Как я болел.
Болел я в целом не очень весело, что для меня не характерно.
Еще в прошлую субботу мне было относительно весело - несмотря на то, что под левой рукой, в районе дверцы, образовался здоровенный нарыв, который болел и мешал воспринимать мир как он есть. Мы сидели с Микроскопом на берегу залива и шутили: приду я к врачу, врач меня спросит:
- Ну, на что жалуетесь?
А я ему:
- Да так, знаете ли, хрень какая-то выскочила... так-то вроде ничего, только вот трансформироваться мешает...
- Э-э, батенька, а это вам к другому специалисту!!!

Веселье кончилось с утра в воскресенье. При попытке встать я чуть не потерял сознание; температура поднялась до 37'5. Руку было не опустить и толком не пошевелиться. Сгорела тренировка, причем лед. Я обиделся.

В понедельник вместо работы и он-лайн дневника я поперся к хирургу. Руку прижимал к стеклу, точно собирался отвесить поклон. Впрочем, уже было не до смеха. Очередь собралась колоритная: кто еле ходит, кто после операции, у кого рука забинтована, у кого нога. И тут появляюсь я - со своим космическим прыщом! Орбитальным абсцессом, блин.
Врач велел греть нарыв, дабы он созрел, наложил мазь и скомандовал "кругом!" - до среды.

Я грел, продолжая держать руку крючком. На квартиру неумолимо надвигался Призрак Великого Срача... А я ел, тренировал аккомпанементы к песням и рисовал. Это было все, что я мог себе позволить. Я сидел и увлеченно рисовал полупарализованного Сыщика. Сыщик получился офгенный. Видимо, я проникся.
Спать я не мог... Едва задремав, просыпался от боли.

Вторник прошел точно так же. Только теперь я рисовал изуродованного пьяного Циклона. Циклон тоже вышел хорош. Космический прыщ достиг в диаметре размеров пятака и где-то на сантиметр-полтора возвысился над поверхностью обшивки.

В ночь на среду я внезапно почувствовал, что МОГУ ОПУСТИТЬ РУКУ. Под повязкой хлюпало. Сомнений не оставалось: прыщу конец! Однако тут-то и началось самое интересное.

Где-то около часа я, как красна девица, провел перед зеркалом, выдавливая поверхностные, кхм, жидкости. Наконец дело дошло до стержня. Промучившись еще минут 15, я понял, что одному мне не справиться. Пришлось звать маму.
Моя мама - гистолог, всю жизнь проработала в НИИ, где резала крыс и ковырялась в их внутренностях. Ее трудно напугать каким-то там нарывом. Мама засучила рукава и сказала:
- Ну что? Не оставлять же его там. Будем давить!..

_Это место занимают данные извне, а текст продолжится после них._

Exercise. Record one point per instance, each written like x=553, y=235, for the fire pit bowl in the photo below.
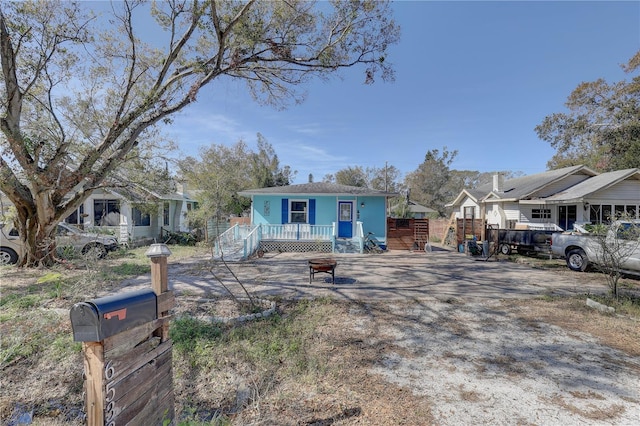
x=326, y=265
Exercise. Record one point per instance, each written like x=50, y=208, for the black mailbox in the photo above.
x=97, y=319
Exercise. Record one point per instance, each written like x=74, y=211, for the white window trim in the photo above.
x=306, y=210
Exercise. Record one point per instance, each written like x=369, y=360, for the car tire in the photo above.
x=8, y=256
x=577, y=260
x=94, y=251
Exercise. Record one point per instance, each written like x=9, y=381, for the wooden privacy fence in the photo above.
x=127, y=352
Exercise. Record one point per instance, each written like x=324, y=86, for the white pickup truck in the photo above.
x=581, y=250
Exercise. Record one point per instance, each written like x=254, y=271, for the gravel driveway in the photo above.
x=459, y=331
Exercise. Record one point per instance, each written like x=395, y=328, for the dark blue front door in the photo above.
x=345, y=219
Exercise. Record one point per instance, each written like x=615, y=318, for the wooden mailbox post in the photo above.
x=128, y=375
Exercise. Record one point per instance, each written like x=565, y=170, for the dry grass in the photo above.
x=305, y=366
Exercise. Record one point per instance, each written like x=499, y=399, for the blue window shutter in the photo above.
x=312, y=211
x=285, y=210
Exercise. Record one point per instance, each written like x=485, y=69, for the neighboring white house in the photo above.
x=557, y=198
x=121, y=212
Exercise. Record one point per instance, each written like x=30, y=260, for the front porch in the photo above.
x=242, y=241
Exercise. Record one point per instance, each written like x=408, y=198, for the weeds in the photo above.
x=270, y=352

В общем, не к чести моей будь сказано, но орал я достаточно громко. Нарыв еще не созрел, и тот самый "красный пятак" был совершенно твердым, больно было даже прикасаться. Давили меня трижды: вышли два куска стержня, по 3-4 мм длиной, около 2х в диаметре. На горизонте нарисовалась бабушка, но, вглядевшись в выражение маминого лица, ретировалась в свою комнату. Чтоб заодно тоже что-нибудь не выдавили.

Третья попытка ничего не дала. Стержень хорошо просматривался через отверстие, но не выходил. Тут я сказал: ХВАТИТ! Мама предложила: а может, попробовать его оттуда... пинцетом?

...Как метко выразился впоследствии Н. В. - "Дедушка Мюллер плакал бы благодарными слезами! Какие душевные продолжатели дела гестапо!"...

...я вздохнул и сказал:
- Тащи пинцет...
Ну, я не буду тут подробно рассказывать, как ковырялся пинцетом в ранке и как в самом деле вытащил самую крупную часть стержня - все-таки читатели в большинстве своем создания нежные...

В эту ночь я заснул. Это был рай. Наутро (утро наступило в 2 часа дня) я бодро трансформировался и поехал к хирургу. Где доложил: так, мол, и так, нарыв вскрылся, стержень выдавили. Врач посмотрела на меня снизу вверх, как сурдопереводчик на диктора в картине "Ширли-Мырли", и спросила:

- ЗАЧЕМ?!. Не надо было его давить! Вы же ткани травмируете!


АААААААААААААААА!!!

...Однако - если б не мама с ее слегка гестаповскими методами, у меня не было бы элементарной физической возможности подготовиться к Пасхе. А так - слава Богу! Всё успели. А от фурункула осталась только небольшая дырочка.

Кстати, помнится, я писал, что дал слово с понедельника до воскресенья не слушать музыку - ни в каком виде. Я же не думал, что всю неделю придется отсидеть дома! Такое мне не снилось даже в кошмарных снах!

Но свое слово я сдержал. И это - самое главное.